The first largest LEs comparisons of the ACCM-Ikeda TD system (2) and the seed Ikeda TD system (1): (a) LLE comparison for bifurcation parameter a; (b) LLE comparison for bifurcation parameter b; (c) LLE comparison for bifurcation parameter τ.

6. Conclusion

In this paper, a new Ikeda time delay system with asymmetric central contraction mutation (ACCM) is proposed and examined. First, we have analyzed the stability and Hopf bifurcation of the system. The results for different types of stability regions are derived. The conditions on the partial derivatives of function f at equilibrium points are provided theoretically. The Hopf bifurcation value of delay τ is also mentioned.

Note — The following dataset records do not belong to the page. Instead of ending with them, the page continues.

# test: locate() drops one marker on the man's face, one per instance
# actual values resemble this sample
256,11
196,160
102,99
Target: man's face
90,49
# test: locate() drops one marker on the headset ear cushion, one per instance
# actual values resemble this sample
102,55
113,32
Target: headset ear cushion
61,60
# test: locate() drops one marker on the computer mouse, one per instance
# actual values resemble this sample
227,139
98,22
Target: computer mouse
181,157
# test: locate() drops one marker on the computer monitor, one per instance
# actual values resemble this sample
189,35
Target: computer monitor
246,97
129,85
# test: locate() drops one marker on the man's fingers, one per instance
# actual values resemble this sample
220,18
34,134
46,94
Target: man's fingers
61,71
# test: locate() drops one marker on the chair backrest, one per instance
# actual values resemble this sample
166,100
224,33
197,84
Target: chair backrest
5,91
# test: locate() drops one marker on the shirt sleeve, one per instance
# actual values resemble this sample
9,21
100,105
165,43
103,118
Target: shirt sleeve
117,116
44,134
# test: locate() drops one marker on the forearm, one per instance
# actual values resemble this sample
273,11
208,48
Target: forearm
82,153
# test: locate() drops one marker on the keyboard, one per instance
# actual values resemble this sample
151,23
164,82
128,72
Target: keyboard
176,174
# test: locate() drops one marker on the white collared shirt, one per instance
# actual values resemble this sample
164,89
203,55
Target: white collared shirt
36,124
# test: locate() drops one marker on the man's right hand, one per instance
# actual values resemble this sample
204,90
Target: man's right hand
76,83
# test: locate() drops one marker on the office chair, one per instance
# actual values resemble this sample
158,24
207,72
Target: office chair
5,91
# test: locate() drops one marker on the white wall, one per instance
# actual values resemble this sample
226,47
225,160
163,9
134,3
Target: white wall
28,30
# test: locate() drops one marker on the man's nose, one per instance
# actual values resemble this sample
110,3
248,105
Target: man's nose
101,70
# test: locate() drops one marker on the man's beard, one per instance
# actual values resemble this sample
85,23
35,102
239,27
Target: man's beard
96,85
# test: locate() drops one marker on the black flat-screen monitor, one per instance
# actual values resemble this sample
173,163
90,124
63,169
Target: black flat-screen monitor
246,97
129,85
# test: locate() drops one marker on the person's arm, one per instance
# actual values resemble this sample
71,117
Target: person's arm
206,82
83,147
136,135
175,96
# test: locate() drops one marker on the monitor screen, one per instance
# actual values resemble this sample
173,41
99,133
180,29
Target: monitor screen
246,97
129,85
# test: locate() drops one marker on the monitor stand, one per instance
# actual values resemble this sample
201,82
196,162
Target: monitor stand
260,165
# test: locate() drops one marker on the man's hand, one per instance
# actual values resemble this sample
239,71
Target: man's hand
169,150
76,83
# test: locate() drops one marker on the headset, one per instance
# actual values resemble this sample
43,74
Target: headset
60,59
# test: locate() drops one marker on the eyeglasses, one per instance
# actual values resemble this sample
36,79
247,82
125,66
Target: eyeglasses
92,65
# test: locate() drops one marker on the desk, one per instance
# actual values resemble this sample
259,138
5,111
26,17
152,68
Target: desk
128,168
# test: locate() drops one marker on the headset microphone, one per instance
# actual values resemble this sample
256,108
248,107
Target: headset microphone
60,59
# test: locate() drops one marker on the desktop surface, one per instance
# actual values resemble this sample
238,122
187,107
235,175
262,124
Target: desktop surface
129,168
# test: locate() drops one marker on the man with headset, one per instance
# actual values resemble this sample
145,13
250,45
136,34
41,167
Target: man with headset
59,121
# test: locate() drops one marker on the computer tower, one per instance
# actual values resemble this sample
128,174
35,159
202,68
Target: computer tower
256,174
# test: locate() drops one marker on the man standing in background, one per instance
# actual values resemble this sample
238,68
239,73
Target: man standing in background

Next, the dynamical analysis of the system is carried out by visualizing the bifurcation diagram and spectrum of the first five LEs as a function of system parameters a, b, and the time delay τ. In a large range of parameters, rich dynamical behaviors including asymptotic stability, limit cycles, chaos, hyperchaos, and multiscroll chaos are observed. Finally, we have compared the chaotic dynamics of the ACCM-Ikeda TD system and those of the seed Ikeda TD system. Two-parameter (2D) LE diagrams are employed to explore the chaotic dynamics of the system over the whole parameter space. Complexity of the systems is characterized by LLE as a function of single parameter. The simulation results show that the ACCM-Ikeda TD system has higher complexity and larger chaotic and hyperchaotic parameter zones. There is no transient nonchaos window, and the fragile chaos phenomenon is successfully suppressed. Moreover, chaotic regime can be transformed to hyperchaotic regime by introducing the ACCM strategy. As a theoretical extension of the Ikeda TD system, the proposed scheme could be realized by the combination of electrical and optical devices according to some existing research studies [28, 36], and the ACCM-Ikeda TD system has the potential to be used in real world applications such as secure communications and random number generation.

Data Availability

The data used to support the findings of this study are available from the corresponding author upon request.

Conflicts of Interest

The author declares that there are no conflicts of interest.